I have just got off the phone with Sandy’s Resort and they report very good fishing, especially trout. But on their opening week they had a 20 lb. Char come in. That’s just a nice eating size.

The lake is coming up but very slowly so if all goes well there will not be a danger of flooding. Tchesinkut Lake has reached its high point and is going down again. If the cooler weather keeps up the runoff will slow down in our lake.

I am going to go back a long time over 70 years that’s when we first came to Francois Lake. The char fishing was very poor and the reason was we were told that a Prince Rupert fishing company had pretty well fished out the lake of char. We were told they had left in 1940. They reported seeing huge loads of fish go out and it no doubt effected any local fishing. G. B. Stanton was still allowed to net and ship our char. It was called the Francois Lake Fishery. As he was local he could still fish. Stanton’s lived about 15 or so miles down the lake but they had moved to Mill Bay where he kept on fishing. He hired me to haul out his fish boxes once a week and I met the early train in Burns Lake and shipped them out for him. There was a rule four boxes and they would weigh about 150 pounds. The fish were opened up and packed in ice. They were going to New York city to a very fancy hotel dining place. The boxes of fish were unloaded in Winnipeg and repacked in ice and sent along their way. This lasted until George could not handle the boxes and the fishing anymore. I hauled out the fish boxes for about three years. This was the end of any commercial fishing in Francois Lake. Hauling out the fish to catch the train I had a time set to catch the train and it was close. The east Francois Lake Rd. was terrible and rough to the Mill Bay and I had to make time. Low and behold about a mile from the highway I dropped a tie rod so I had only one wheel to control the steering. So I jumped out, stuck it back on, found a big rock and beat it on and I made the train. Every corner I made I said a prayer that I would not lose the steering. Was I ever glad to see the station come up and the train still there. Once I asked Mr. Stanton if he ever caught any sturgeon in his nets and he said once in a while his net would be destroyed so he would know that a sturgeon had got caught up in the net and had torn itself loose. He told me they were just too big to hold.

Pinnacle Pellet

Thank you Rebecca for your article in our last news. I think we have got the ball rolling which is very good news. As you have headlined in the paper ‘Burns Lake Pinnacle Pellet emissions follow up’. At least it has drawn some attention and this is very important. Clean air is so important for every living thing, it’s our life blood. Without clean air we are lost.
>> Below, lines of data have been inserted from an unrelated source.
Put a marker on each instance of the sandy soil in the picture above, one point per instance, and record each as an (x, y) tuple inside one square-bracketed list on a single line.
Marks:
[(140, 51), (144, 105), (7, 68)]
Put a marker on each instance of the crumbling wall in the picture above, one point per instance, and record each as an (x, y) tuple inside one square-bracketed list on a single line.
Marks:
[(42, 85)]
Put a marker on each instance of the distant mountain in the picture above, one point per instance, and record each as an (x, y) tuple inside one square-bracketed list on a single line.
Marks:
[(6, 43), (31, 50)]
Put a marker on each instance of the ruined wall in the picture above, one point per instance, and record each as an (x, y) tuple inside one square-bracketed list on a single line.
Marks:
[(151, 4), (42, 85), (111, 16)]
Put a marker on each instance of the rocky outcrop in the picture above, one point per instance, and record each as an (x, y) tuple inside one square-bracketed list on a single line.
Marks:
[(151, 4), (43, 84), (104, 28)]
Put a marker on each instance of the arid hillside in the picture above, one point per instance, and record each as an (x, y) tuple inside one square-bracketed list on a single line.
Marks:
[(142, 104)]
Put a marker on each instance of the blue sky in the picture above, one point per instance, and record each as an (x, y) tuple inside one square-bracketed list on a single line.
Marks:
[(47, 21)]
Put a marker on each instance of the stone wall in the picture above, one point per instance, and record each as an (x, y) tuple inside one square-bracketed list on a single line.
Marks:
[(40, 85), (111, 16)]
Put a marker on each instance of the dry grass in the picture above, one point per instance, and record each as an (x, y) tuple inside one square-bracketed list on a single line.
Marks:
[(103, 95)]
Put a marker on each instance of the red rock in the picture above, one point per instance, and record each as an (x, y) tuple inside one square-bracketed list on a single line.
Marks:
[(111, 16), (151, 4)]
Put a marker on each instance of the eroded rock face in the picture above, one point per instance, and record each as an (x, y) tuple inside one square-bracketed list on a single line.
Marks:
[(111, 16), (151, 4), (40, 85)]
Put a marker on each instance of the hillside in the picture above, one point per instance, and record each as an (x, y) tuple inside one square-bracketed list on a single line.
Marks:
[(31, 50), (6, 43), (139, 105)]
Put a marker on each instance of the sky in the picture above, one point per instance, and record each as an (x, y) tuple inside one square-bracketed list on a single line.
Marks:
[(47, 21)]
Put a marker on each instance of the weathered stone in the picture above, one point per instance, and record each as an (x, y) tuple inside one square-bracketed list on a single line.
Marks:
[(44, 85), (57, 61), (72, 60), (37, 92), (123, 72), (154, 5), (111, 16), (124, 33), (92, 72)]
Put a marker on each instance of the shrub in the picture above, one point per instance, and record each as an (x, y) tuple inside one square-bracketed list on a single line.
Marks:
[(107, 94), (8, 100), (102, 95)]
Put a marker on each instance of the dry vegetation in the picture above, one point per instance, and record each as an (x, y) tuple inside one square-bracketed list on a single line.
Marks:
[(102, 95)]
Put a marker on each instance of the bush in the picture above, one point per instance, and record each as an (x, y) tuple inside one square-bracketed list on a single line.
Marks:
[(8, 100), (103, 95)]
What a treasure this last paper is with the pictures of the grad class of 2012. How handsome they all are and how proud they must all be. What an accomplishment. A new page open for a new life ahead for them all. And how proud the parents must be to see their children into start out a new life. It’s like opening a book and seeing what’s on the next page.
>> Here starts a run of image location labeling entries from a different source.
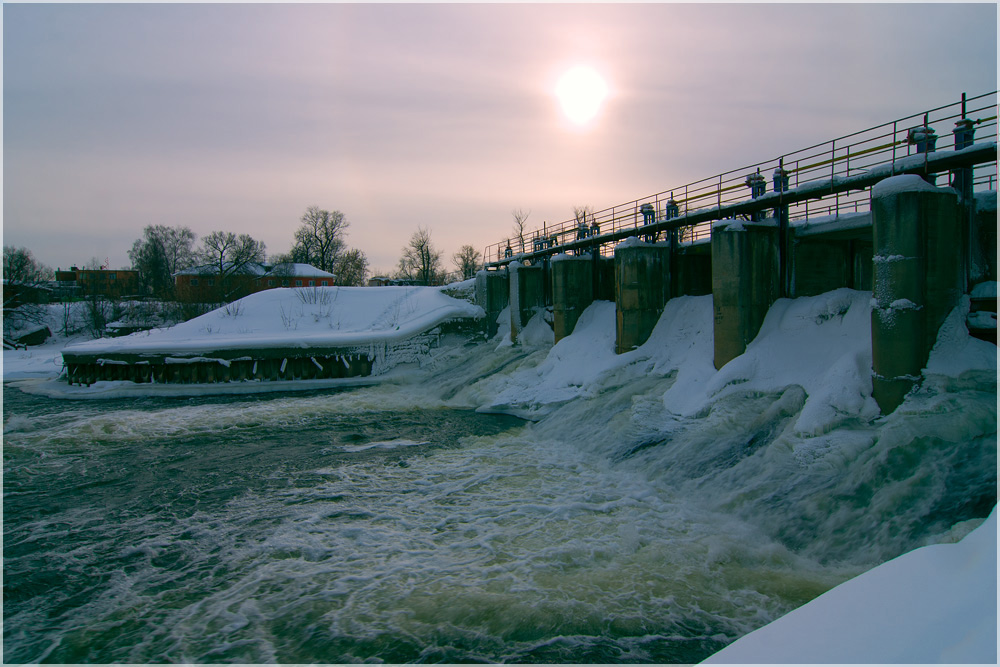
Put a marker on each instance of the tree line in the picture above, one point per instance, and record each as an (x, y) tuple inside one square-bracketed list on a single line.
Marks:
[(320, 241)]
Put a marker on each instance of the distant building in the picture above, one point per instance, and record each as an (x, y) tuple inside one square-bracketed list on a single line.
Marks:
[(203, 284), (383, 281), (111, 283)]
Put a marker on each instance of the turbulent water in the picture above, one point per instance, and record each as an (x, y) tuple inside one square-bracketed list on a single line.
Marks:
[(392, 524)]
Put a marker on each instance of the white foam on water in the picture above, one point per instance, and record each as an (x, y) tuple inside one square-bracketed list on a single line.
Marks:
[(656, 504), (386, 444)]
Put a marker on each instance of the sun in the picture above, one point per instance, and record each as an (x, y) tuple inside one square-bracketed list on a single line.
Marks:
[(581, 90)]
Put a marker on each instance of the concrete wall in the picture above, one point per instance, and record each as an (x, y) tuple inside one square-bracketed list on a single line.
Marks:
[(527, 295), (492, 295), (691, 270), (744, 284), (919, 277), (642, 288), (572, 291), (821, 263)]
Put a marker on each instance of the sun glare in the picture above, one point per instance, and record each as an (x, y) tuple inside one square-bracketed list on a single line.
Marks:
[(581, 91)]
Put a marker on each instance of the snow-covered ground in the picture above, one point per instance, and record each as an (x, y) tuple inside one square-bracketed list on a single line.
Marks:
[(302, 317), (934, 604)]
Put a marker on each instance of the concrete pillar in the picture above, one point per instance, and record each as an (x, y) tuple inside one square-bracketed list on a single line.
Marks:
[(642, 288), (984, 234), (604, 278), (745, 282), (492, 295), (527, 295), (918, 279), (572, 291)]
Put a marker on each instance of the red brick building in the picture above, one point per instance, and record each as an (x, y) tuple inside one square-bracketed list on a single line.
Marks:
[(203, 284), (111, 283)]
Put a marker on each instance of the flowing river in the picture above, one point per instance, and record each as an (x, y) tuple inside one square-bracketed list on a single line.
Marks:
[(390, 524)]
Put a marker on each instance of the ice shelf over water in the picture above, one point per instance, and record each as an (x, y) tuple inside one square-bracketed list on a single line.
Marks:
[(933, 604), (305, 318)]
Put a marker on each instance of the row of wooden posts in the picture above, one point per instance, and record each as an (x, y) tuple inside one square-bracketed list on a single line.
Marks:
[(918, 251)]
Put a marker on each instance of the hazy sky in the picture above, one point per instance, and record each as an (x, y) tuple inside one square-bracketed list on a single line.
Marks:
[(238, 117)]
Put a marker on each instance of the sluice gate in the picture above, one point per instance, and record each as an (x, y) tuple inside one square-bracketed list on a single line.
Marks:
[(916, 245)]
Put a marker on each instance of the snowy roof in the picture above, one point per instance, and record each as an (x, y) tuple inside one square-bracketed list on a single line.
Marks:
[(298, 317), (296, 270), (253, 269), (289, 269)]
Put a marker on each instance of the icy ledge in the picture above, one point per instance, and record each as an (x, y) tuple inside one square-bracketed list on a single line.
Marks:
[(916, 608)]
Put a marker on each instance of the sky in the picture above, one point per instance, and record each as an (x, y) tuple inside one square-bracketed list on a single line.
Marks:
[(238, 117)]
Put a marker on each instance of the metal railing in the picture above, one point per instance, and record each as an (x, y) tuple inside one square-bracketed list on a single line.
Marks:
[(842, 159)]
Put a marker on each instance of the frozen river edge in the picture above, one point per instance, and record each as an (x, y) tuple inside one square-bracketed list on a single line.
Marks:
[(914, 624)]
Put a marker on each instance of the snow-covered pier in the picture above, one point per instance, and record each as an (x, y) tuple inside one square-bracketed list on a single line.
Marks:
[(322, 333), (916, 245)]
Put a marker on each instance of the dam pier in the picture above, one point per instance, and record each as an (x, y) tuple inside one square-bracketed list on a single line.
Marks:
[(882, 224)]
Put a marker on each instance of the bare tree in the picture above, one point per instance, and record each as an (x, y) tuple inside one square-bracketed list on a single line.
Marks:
[(20, 266), (352, 268), (420, 261), (159, 254), (466, 261), (319, 241), (230, 255), (520, 223)]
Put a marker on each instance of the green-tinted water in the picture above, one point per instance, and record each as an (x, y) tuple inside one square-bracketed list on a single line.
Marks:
[(378, 525)]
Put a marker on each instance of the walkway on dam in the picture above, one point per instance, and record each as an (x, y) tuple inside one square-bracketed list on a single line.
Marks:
[(830, 178)]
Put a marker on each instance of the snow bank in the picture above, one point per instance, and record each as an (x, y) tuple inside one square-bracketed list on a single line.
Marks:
[(822, 344), (934, 604), (305, 317)]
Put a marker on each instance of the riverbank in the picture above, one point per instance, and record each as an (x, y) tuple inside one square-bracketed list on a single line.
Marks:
[(809, 372)]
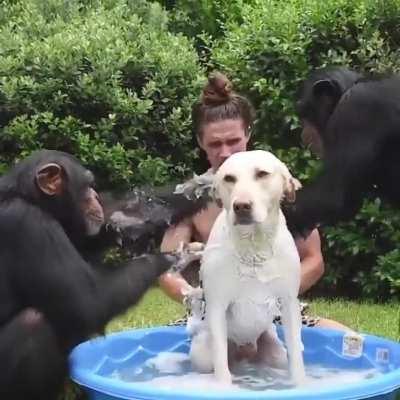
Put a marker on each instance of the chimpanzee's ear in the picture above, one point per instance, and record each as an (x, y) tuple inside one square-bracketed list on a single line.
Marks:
[(326, 87), (50, 179)]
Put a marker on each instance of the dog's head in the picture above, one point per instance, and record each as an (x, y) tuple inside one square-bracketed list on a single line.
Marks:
[(250, 186)]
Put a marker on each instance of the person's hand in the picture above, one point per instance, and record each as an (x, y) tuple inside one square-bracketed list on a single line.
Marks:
[(186, 253)]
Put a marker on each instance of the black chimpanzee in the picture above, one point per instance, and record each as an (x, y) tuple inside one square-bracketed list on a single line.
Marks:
[(50, 298), (353, 122)]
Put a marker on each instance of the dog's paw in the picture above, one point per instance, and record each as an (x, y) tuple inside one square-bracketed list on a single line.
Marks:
[(223, 377), (186, 254)]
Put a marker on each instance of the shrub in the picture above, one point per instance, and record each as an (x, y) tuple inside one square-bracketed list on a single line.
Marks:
[(103, 82), (274, 47)]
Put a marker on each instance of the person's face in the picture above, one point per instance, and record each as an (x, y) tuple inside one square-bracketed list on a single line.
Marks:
[(221, 139)]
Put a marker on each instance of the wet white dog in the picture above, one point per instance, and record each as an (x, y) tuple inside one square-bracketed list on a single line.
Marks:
[(250, 262)]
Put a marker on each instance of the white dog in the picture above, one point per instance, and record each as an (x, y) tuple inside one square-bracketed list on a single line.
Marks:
[(249, 262)]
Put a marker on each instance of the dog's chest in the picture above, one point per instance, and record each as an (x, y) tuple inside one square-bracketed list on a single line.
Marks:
[(251, 312)]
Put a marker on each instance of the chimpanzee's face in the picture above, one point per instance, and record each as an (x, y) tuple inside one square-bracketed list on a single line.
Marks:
[(69, 191), (92, 212), (311, 138)]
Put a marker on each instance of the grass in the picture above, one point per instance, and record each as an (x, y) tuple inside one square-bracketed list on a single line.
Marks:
[(378, 319), (157, 309)]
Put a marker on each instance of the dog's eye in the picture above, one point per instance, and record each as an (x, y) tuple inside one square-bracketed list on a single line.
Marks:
[(229, 179), (261, 174)]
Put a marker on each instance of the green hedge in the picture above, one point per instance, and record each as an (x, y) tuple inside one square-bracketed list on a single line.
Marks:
[(268, 54), (108, 83), (113, 82)]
I never had the great pleasure of being a grad. I missed out due to an accident but as I look back it no doubt would have changed my life, or would it? I have had a good full life and as I look back I would not change it. I loved the range and I loved horses and I loved to ride so what more could I ask for. Miles of open range and I got to know every piece of it.
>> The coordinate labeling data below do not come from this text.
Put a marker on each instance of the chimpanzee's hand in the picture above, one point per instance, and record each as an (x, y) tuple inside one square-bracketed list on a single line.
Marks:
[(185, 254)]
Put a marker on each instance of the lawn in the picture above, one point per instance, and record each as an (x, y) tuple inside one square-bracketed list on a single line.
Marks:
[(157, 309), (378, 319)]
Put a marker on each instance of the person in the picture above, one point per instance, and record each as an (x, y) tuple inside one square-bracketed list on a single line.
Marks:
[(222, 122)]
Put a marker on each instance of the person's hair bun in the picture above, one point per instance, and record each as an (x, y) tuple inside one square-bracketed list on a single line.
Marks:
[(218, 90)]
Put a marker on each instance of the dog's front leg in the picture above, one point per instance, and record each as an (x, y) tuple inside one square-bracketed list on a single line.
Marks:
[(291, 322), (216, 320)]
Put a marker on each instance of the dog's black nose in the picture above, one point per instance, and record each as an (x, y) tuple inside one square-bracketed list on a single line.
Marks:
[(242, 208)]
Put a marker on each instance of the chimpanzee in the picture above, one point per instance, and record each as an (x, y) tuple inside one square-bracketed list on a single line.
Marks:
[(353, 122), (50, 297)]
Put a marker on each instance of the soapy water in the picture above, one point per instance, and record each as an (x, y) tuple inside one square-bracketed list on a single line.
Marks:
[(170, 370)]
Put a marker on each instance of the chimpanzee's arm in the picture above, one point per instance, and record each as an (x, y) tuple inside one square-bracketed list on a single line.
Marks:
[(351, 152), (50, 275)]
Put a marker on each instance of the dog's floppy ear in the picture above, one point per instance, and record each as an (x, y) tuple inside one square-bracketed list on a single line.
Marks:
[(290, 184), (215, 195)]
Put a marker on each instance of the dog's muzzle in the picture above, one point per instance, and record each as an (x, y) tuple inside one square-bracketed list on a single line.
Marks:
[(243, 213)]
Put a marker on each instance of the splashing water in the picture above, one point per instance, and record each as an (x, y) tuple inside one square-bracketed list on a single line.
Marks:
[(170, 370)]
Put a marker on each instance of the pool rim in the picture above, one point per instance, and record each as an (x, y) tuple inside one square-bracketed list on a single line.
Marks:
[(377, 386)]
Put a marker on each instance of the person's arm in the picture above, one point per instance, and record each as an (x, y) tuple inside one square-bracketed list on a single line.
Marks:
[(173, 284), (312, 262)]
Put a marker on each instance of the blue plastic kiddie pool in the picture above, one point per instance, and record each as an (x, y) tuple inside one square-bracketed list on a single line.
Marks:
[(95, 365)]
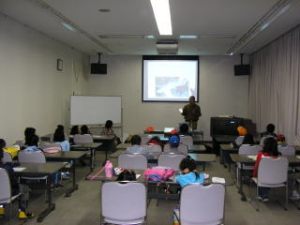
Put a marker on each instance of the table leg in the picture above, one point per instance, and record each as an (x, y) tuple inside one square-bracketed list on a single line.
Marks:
[(51, 206), (74, 186), (243, 197)]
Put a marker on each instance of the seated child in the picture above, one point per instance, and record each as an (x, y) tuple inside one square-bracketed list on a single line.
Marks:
[(189, 175), (136, 147), (15, 186)]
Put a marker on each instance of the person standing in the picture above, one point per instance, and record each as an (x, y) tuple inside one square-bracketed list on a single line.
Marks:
[(191, 113)]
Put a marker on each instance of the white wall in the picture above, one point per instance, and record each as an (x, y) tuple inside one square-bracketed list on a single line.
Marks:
[(32, 92), (220, 93)]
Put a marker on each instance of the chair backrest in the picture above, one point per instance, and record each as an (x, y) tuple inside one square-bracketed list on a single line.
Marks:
[(153, 151), (145, 140), (5, 189), (170, 160), (6, 157), (249, 149), (31, 157), (186, 140), (272, 171), (82, 139), (202, 204), (132, 161), (287, 150), (123, 203), (239, 140), (181, 148)]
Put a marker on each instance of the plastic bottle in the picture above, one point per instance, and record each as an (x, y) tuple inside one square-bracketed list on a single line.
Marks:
[(108, 169)]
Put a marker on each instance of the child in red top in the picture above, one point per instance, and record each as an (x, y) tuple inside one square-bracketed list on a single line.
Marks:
[(269, 150)]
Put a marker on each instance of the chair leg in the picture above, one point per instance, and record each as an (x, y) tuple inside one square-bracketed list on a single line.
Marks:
[(286, 197)]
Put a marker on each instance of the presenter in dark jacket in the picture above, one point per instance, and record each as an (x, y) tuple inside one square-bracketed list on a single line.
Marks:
[(191, 113)]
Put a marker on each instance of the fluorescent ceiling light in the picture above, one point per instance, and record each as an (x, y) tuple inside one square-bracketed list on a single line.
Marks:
[(263, 23), (162, 14), (68, 27), (188, 36), (149, 37)]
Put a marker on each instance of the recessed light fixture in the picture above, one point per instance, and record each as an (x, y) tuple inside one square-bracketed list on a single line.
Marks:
[(162, 14), (188, 37), (104, 10), (68, 26)]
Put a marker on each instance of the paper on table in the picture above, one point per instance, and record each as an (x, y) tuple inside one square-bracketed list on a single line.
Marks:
[(19, 169), (253, 157), (219, 180)]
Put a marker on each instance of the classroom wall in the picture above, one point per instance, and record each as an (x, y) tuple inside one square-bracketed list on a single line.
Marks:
[(32, 92), (221, 93)]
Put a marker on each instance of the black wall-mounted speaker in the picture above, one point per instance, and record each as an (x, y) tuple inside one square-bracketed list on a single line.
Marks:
[(242, 69), (97, 68)]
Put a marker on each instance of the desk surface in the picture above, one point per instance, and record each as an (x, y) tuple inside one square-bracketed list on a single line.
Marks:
[(65, 156), (86, 146), (245, 159), (203, 157), (40, 169)]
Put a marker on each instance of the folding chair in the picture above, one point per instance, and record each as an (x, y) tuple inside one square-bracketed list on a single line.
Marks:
[(123, 203), (272, 173), (6, 197), (202, 205)]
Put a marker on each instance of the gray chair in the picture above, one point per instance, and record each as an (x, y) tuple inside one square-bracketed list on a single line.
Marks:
[(182, 148), (6, 157), (132, 161), (6, 197), (272, 173), (186, 140), (287, 150), (202, 205), (170, 160), (123, 203), (246, 150), (82, 139)]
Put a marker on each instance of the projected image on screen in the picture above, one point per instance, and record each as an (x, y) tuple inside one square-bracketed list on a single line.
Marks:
[(167, 79)]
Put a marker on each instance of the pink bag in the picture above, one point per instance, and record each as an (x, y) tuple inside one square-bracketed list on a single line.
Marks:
[(52, 150), (158, 173)]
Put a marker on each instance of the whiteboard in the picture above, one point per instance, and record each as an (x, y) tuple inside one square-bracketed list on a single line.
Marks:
[(95, 109)]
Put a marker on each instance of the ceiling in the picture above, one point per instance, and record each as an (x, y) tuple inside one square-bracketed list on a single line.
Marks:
[(219, 24)]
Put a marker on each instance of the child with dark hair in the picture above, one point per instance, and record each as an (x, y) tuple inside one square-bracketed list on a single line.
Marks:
[(154, 141), (126, 175), (15, 186), (59, 137), (248, 139), (269, 150), (136, 147), (84, 129), (107, 129), (74, 130), (28, 133), (33, 144), (189, 175)]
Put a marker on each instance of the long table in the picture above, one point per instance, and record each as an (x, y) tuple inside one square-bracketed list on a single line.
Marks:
[(244, 160), (72, 158), (40, 170), (89, 147)]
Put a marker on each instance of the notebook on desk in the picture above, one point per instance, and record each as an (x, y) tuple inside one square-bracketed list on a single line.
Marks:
[(168, 129)]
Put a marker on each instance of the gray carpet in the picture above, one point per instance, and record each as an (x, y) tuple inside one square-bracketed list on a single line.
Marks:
[(83, 207)]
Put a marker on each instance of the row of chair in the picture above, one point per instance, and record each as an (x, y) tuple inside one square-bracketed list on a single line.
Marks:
[(140, 162), (125, 203)]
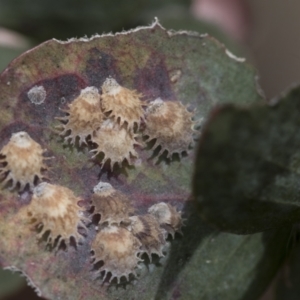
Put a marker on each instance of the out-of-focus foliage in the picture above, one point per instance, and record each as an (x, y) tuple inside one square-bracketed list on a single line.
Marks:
[(10, 282)]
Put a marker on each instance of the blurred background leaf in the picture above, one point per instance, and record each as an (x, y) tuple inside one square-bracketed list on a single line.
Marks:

I have at hand a brochure written by Stephen Hume and very kindly given to us by Mike Robertson, it is under the title of ‘Discovery of Bones of a B.C. Lake resurrects one of the darkest tales in Canadian history.’ This all happened with the flooding of Ootsa Lake, now 60 years ago. The heart breaking and the confusion these carrier nation’s people must have gone through. Seeing their Scatchola village burial grounds destroyed with the flood waters.

This whole story is told in the centre page of the last L.D. News and I think in all respect to the First Nation people, everyone should get a copy and read all about it as it’s an eye opener and something we must never forget.

I have this brochure at hand and I will contact Mike Robertson and ask if we could run off some copies, as it will give something for us to digest. It tells the whole story.


Has anyone by any chance got a 20 gauge shot gun? I had one that was damaged in an accident. But I have found a number of shells. So if you have one let me know and you have them for the asking. They have been high and dry so should be still active

A little story

A small barn burnt down on an elderly couple’s farm. It was insured for $50,000 so the wife called the insurance company and asked to send a cheque. The insurance agent said, “We will come and replace the barn.” “Oh” the farmer’s wife said “If that’s how you do business, I had better cancel the insurance on my husband.”

Take care and have a safe week, slow down and enjoy. Always remember God loves you and so do I.